渡部愛女流二段、地元で迎える初タイトル戦で「恩返ししたい」

スポーツ報知
昨年12月、地元の十勝川温泉で足湯につかる渡部愛女流二段の秘蔵ショット(本人提供)

 第29期女流王位戦挑戦者決定戦が14日、東京都渋谷区の将棋会館で行われ、後手番の渡部愛女流二段(24)が140手で清水市代女流六段(49)に勝ち、初のタイトル戦出場を決めた。5月に開幕する5番勝負で里見香奈女流王位(26)に挑む日本女子プロ将棋協会(LPSA)のヒロインは、「ようやくスタート地点に立てた気持ちです」と前を見据える。

 いよいよ大舞台に躍り出る渡部が、朗らかな声を弾ませる。「タイトル戦という場所に立つことがずっと目標でした」。目標ではあり続けたが、夢ではない。「ようやくスタート地点に立てた気持ちです」。ゴールではない。夢に向かって駆け出すための号砲は、これから鳴るのだ。

 大勝負で伝説を超えなくてはならなかった。6人ずつ2組に分かれる女流王位リーグの優勝者同士が争う挑戦者決定戦は、史上最多のタイトル獲得通算43期を誇るレジェンド・清水女流六段との全勝対決になった。「尊敬する大先輩ですけど、私には失うものはないので思い切り指そうと思いました」。形勢不明の局面が終盤まで続く難解な一局に。「何を指せばいいか全然分からない局面が何度もありました」。苦しみながら、最後の最後に激戦をものにした。

 生まれは北海道帯広市。小学2年時の雪深い冬、体育でスピードスケートを滑る以外は室内で遊ぶことが多い環境で将棋と出会った。「担任の先生が教えてくれて、回り将棋(駒を用いたすごろくのようなゲーム)から始めたんですけど、とっても面白かったんです」。
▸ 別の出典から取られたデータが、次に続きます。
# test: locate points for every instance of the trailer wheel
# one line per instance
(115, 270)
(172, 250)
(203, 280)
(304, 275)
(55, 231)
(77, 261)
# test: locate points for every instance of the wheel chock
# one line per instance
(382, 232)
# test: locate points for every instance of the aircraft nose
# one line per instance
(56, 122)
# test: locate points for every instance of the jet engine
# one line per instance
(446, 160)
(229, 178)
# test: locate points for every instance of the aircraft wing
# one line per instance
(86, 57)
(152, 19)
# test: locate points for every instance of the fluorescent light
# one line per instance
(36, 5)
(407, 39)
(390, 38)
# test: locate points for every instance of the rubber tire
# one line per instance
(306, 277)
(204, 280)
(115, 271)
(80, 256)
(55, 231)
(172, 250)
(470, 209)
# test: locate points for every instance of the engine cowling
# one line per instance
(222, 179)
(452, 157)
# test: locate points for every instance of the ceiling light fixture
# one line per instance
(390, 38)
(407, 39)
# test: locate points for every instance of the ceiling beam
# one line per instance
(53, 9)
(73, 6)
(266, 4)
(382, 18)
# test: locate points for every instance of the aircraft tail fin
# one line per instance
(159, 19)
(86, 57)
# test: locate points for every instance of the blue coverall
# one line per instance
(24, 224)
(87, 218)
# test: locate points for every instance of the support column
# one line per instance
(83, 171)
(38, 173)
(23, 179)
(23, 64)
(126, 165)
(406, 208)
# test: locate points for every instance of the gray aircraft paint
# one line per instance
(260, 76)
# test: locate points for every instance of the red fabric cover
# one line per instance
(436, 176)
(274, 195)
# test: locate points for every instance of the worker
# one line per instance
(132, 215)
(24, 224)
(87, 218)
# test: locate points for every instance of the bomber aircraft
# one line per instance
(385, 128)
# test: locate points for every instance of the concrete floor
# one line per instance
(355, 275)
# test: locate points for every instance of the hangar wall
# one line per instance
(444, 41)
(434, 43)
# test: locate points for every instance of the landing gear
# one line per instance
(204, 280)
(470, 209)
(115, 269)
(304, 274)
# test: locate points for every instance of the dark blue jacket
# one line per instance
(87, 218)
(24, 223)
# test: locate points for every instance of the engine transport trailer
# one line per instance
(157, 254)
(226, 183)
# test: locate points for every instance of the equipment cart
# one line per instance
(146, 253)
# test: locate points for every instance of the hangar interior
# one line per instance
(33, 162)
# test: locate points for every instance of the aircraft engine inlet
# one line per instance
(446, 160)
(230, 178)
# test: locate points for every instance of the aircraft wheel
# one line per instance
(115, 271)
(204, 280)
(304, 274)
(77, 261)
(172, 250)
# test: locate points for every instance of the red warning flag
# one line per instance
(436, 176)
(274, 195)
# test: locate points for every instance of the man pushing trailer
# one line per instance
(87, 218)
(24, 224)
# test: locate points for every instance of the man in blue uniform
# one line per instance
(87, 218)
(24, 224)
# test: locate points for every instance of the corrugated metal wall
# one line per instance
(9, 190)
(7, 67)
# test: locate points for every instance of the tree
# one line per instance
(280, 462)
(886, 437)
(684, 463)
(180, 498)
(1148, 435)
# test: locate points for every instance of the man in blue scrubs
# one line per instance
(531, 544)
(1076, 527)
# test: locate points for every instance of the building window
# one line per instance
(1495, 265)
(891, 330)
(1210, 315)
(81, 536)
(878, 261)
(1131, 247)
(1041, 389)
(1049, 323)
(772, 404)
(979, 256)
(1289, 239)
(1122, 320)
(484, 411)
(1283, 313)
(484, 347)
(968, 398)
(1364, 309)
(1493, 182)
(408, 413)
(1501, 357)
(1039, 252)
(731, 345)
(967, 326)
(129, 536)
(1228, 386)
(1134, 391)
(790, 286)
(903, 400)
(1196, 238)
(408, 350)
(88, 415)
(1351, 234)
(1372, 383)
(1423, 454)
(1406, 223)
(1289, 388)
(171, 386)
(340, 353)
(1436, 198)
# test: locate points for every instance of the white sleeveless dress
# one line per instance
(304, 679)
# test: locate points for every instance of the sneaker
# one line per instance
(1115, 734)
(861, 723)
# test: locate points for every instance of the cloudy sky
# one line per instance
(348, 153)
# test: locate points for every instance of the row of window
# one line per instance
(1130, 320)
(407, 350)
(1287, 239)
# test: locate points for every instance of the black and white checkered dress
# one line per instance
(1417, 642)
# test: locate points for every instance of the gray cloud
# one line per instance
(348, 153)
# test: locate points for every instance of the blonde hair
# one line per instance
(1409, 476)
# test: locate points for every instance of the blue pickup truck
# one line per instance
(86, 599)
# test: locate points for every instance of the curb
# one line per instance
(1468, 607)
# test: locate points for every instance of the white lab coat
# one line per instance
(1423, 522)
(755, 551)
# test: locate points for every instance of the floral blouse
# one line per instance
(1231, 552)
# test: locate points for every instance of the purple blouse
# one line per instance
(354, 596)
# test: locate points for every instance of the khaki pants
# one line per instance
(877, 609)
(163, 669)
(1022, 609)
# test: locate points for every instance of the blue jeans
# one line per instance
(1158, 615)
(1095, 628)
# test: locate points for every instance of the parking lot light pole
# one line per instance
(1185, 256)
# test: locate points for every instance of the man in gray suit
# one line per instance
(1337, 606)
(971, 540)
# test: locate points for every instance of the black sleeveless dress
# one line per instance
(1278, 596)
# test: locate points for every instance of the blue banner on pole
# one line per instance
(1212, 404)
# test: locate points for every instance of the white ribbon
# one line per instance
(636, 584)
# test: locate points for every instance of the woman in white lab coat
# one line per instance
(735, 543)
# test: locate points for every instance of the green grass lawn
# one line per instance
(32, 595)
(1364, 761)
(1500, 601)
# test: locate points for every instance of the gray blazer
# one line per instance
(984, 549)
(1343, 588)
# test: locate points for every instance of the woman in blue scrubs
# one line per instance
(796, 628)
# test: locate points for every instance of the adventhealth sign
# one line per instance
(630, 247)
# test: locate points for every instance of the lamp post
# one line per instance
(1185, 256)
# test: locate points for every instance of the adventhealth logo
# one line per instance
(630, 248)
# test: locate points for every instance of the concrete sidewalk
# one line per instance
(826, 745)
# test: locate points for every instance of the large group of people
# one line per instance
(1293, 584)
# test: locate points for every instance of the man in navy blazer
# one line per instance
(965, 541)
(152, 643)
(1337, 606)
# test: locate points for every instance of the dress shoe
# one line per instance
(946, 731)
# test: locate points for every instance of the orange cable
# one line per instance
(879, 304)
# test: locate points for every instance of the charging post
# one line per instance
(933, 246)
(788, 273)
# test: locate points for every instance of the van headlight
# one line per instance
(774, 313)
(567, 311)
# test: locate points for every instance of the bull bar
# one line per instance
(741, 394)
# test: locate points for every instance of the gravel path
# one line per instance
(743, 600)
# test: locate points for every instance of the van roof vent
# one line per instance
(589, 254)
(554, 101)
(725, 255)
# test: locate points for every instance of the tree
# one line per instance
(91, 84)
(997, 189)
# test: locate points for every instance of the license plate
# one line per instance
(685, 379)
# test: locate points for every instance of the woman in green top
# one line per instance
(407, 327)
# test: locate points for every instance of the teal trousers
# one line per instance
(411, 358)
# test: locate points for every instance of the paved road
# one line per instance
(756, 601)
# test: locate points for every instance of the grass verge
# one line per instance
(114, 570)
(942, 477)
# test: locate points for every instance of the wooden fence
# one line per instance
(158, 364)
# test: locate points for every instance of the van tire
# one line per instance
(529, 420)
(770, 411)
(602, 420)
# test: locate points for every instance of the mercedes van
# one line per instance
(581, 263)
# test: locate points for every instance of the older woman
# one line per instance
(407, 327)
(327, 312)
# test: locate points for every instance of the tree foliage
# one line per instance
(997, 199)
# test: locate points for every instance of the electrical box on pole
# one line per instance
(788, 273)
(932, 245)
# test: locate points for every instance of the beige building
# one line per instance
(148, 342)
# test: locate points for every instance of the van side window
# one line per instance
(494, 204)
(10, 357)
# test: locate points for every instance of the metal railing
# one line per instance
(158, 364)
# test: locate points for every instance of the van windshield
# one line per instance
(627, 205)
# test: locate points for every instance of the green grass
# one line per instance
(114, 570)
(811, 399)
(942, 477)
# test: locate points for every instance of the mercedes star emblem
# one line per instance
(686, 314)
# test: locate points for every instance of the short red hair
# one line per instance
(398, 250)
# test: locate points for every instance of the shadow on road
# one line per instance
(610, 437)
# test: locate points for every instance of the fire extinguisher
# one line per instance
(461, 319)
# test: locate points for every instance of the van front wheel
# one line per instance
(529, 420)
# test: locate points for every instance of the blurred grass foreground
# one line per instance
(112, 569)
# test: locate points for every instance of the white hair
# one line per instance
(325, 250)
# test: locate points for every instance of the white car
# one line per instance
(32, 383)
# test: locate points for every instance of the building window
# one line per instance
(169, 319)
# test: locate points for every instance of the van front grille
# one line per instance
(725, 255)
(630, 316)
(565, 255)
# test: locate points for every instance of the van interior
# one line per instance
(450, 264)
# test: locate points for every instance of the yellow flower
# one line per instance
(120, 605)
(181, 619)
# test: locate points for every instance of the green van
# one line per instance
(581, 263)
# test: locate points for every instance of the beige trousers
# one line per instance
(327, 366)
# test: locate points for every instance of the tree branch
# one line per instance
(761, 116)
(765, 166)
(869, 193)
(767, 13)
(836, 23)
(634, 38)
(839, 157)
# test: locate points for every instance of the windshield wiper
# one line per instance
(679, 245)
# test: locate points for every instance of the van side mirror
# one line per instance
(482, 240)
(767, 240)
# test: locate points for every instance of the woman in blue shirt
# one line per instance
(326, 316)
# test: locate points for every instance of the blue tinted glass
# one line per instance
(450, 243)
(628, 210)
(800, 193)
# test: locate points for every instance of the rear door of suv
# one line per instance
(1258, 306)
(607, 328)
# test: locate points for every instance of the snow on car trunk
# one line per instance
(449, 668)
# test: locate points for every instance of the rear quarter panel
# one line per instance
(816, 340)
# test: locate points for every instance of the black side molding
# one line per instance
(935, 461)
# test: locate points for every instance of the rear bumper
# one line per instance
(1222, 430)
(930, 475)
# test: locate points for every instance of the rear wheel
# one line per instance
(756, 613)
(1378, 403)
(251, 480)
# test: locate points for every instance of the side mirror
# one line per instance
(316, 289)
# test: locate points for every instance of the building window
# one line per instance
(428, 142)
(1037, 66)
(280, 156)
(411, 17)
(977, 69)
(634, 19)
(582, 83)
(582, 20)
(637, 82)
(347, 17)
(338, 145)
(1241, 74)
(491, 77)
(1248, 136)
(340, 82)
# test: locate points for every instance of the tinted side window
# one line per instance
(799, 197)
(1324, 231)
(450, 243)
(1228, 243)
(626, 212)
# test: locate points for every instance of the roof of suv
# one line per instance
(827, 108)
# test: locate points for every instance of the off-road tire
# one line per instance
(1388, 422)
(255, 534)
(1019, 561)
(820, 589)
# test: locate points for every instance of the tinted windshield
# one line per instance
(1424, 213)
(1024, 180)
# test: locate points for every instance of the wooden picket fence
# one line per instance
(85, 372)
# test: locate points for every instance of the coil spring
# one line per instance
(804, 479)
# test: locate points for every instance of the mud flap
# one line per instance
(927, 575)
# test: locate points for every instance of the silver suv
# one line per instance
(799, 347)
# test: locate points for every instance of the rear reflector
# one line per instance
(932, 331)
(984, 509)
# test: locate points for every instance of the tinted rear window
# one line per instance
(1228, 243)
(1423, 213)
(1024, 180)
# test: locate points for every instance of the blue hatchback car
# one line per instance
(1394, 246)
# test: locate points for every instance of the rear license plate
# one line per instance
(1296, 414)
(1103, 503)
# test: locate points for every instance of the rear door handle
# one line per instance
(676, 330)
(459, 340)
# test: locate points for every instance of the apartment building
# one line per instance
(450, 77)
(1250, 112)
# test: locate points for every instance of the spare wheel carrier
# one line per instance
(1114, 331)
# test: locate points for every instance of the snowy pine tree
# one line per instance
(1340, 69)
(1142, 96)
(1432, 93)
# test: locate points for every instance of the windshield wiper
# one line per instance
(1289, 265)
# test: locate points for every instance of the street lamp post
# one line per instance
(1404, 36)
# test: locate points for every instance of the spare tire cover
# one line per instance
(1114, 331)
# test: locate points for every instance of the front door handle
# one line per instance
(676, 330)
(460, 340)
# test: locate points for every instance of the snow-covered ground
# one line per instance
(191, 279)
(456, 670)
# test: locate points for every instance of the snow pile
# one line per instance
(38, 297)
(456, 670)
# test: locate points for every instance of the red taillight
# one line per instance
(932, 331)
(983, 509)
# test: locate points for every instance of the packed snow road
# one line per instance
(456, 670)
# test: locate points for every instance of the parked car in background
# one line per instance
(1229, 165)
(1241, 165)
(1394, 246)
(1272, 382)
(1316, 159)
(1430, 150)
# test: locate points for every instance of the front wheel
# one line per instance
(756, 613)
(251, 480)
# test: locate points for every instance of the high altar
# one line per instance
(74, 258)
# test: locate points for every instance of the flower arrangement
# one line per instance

ルールを覚えた日から、冬は退屈な季節ではなくなった。そして気がつくと、春も夏も秋も将棋盤に向かう自分がいた。「でも、やっぱり平昌五輪ではスピードスケートが気になりましたよ。あ、でもカーリングも…。私は『そだね~』より『だべさ』とかを使いますけど(笑い)」

 中学2年時に女流アマ名人戦で準優勝するなど早くから頭角を現し、高校卒業後に上京。将棋連盟から分離独立したLPSAに縁があり、一般的な将棋連盟所属女流棋士とは異なる道を選んだ。

 2012年にLPSAの規定を満たして女流棋士になった…はずだったが、連盟は資格として認定せず、連盟主催棋戦への出場を認めなかった。「もちろん当時はいろんなことを思いましたけど、あの頃があったから今があると思ってるんですよ」

 壊れそうな心を支えたのは一枚の年賀状だった。10年2月に48歳で急逝した恩師で北海道将棋連盟常務理事の新井田基信さんから同年正月に送られたハガキには、「強くなれ。強くなれば道が開ける」と記されていた。「額に入れて自宅に大切に飾ってます。今でも毎日見ています」

 13年、連盟は特例で女流棋士として認定。念願のデビューを果たして以降、安定した活躍を続ける。「もっともっと将棋のことを深く知りたいんです」。数多くの実戦をこなすことに加え、最近では将棋ソフトを用いた研究も導入。ある局面を一人きりで考え続ける時間を大切にしている。

 初めてのタイトル戦で挑む高峰は、過去に一度も盤を挟んだことのない女流5冠の里見だ。「強いとしか言いようのない方なので、指すことで自分も何かを吸収したいです」

 5月9日、開幕局は地元・北海道で迎える。「自分にとって大きなことなので、ずっと応援してくださっている方々の前で恥ずかしくない将棋を指して、恩返しになるようにしたいです」。苦しんだ時期があったからこそ、「恩返し」の言葉には、素直な思いが込められている。(北野 新太)

 ◆渡部 愛(わたなべ・まな)1993年6月26日、北海道帯広市生まれ。24歳。北海高卒。13年デビュー。15、16年にYAMADA杯連覇。17年、世田谷花みず木女流オープンと白瀧あゆみ杯で優勝。昨期の女流名人リーグ(主催・報知新聞社)では5勝4敗で残留。藤井聡太六段に勝利した三枚堂達也六段を公式戦で破った経験も。趣味は料理。居飛車党。